Next, I checked if OpenSearch Trace Analytics is working. Unfortunately, the functionality is very limited—you can see the traces and explore each trace, but, like Jaeger using OpenSearch as the backend, the more advanced visualizations are missing.
Here’s a screenshot from OpenSearch Dashboard showing what you can see—all the traces with the ability to drill down into a trace and see the related spans as in this example.
Was this surprising? Not really—I had expected that some functionality would be missing without the full pre-processing pipeline. Although, I was surprised that using OpenSearch as the Jaeger storage also impacted the Jaeger tracing architecture visualization functionality. This probably means that using OpenSearch as the Jaeger backed storage won’t really work in practice without extra steps.

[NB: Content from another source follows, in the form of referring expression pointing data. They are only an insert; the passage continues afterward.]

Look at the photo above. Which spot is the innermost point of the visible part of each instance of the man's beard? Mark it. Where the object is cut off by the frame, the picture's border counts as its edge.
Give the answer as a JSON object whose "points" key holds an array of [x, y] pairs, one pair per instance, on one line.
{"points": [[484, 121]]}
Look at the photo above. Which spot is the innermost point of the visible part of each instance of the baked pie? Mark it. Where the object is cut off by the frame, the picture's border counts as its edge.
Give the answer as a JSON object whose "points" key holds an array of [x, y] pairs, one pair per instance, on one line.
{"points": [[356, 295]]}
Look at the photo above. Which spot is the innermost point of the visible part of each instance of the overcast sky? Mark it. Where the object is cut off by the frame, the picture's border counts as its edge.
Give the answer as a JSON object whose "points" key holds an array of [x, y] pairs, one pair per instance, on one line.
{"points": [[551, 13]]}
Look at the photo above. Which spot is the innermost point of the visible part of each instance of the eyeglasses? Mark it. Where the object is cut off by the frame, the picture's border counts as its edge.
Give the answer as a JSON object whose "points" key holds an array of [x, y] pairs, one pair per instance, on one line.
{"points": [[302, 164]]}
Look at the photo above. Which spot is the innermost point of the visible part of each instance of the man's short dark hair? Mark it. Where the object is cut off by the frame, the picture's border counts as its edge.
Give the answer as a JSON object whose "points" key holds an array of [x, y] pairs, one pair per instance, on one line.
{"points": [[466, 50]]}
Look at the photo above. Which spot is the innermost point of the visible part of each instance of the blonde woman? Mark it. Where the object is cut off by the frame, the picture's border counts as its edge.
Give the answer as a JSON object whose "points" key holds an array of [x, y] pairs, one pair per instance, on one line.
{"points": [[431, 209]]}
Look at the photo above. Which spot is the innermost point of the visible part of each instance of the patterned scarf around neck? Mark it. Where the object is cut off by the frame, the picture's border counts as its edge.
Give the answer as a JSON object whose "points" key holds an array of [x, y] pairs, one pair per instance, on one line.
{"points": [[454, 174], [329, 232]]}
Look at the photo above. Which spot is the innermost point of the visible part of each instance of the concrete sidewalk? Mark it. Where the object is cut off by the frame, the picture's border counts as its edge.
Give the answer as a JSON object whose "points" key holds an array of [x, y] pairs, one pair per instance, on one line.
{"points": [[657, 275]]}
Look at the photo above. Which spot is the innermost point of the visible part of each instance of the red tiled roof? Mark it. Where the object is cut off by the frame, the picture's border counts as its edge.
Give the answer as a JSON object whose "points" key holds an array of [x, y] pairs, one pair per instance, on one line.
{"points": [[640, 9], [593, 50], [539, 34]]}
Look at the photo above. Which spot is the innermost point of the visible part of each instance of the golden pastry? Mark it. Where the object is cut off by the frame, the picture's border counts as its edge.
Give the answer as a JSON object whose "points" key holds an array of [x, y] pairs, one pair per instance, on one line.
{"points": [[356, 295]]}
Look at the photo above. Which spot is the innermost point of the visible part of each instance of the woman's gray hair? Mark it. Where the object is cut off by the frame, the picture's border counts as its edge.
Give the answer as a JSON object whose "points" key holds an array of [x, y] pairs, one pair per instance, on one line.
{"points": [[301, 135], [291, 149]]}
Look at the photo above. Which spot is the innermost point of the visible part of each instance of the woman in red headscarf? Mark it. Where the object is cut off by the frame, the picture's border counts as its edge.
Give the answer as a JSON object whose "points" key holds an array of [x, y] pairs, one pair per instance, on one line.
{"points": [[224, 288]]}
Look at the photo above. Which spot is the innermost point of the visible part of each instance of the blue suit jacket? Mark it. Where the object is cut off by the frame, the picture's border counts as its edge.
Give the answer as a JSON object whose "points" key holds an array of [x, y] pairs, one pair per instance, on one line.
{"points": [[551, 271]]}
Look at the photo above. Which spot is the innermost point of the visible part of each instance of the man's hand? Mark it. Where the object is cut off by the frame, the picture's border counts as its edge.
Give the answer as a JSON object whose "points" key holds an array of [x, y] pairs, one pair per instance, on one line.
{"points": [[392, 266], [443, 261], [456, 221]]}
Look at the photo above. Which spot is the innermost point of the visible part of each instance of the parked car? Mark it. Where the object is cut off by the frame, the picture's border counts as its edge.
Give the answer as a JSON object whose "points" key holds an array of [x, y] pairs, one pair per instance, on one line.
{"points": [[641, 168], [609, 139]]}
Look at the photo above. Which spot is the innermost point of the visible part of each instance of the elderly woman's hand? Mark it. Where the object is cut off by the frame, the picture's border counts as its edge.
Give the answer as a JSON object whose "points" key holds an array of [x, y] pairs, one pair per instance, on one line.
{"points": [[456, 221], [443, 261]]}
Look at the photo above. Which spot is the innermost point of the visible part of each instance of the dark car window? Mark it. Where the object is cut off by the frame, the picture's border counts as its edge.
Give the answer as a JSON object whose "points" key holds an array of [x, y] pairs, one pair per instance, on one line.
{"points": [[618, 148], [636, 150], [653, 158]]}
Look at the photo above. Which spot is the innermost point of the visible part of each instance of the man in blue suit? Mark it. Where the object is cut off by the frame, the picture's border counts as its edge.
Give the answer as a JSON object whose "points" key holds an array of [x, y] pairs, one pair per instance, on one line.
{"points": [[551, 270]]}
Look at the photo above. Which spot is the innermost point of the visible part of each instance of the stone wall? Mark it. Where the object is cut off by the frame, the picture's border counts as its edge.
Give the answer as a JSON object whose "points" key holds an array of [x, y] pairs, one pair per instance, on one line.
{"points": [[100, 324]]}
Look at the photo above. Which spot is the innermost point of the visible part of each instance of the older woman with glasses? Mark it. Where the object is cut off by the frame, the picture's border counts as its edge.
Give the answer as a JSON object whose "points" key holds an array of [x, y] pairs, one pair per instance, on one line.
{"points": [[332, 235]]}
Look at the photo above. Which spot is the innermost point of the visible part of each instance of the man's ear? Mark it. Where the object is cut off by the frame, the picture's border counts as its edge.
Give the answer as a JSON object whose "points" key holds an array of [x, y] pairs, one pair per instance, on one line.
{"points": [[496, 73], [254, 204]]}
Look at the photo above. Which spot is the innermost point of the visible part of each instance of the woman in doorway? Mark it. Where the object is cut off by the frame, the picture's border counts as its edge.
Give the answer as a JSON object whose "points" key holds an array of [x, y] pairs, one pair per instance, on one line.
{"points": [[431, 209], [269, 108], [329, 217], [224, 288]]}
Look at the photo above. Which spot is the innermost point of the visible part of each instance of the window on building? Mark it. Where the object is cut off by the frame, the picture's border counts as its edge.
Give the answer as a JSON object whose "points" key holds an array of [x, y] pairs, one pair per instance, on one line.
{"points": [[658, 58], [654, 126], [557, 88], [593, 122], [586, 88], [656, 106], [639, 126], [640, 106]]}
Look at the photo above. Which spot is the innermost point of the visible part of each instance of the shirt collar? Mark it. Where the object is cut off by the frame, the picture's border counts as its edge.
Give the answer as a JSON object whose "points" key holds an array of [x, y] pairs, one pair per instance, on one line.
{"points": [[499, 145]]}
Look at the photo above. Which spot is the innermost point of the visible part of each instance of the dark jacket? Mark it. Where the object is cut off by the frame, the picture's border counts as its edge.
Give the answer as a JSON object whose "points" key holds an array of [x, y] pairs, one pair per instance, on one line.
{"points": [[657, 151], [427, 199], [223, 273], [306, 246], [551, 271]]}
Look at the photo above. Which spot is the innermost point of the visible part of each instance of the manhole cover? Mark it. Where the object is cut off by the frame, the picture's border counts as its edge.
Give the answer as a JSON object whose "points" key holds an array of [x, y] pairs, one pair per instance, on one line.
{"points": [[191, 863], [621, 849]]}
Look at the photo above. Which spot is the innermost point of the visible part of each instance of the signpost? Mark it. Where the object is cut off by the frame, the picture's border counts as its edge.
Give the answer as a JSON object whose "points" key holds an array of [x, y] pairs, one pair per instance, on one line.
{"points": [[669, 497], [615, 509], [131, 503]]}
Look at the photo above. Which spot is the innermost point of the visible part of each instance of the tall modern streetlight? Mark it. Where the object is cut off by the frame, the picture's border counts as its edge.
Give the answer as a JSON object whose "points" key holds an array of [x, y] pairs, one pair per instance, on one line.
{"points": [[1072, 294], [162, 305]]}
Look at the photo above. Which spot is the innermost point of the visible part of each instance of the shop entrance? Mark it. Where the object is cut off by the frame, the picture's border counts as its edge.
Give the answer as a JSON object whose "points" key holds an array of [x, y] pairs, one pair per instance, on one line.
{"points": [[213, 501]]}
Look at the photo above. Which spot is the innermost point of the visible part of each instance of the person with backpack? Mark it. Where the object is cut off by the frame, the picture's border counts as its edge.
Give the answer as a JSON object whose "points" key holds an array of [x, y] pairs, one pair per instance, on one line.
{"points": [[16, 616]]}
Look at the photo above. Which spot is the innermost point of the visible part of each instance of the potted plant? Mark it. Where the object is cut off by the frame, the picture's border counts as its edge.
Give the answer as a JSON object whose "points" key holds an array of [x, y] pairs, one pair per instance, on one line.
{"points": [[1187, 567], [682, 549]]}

I checked the Jaeger documentation, and it turns out that the default in-memory version of Jaeger which I had been using, provides the full trace visualization functionality—but isn’t much use in production as the traces are not persisted anywhere. For production deployment with a real database, Jaeger provides “big data” jobs (e.g. Spark, Flink, etc.) designed to scalably extract and build service graph data from traces stored in OpenSearch or other storage, as these can be resource-intensive to produce.
Here’s a diagram of the option 1 setup:
That’s it for our initial exploration of how to get OpenTelemetry traces into OpenSearch. Option 1, using OpenSearch as a Jaeger database, works for an experiment, but it has limited functionality. In part 2, we’ll use a Data Prepper pipeline and find out if we can get all of the tracing visualization functionality on offer.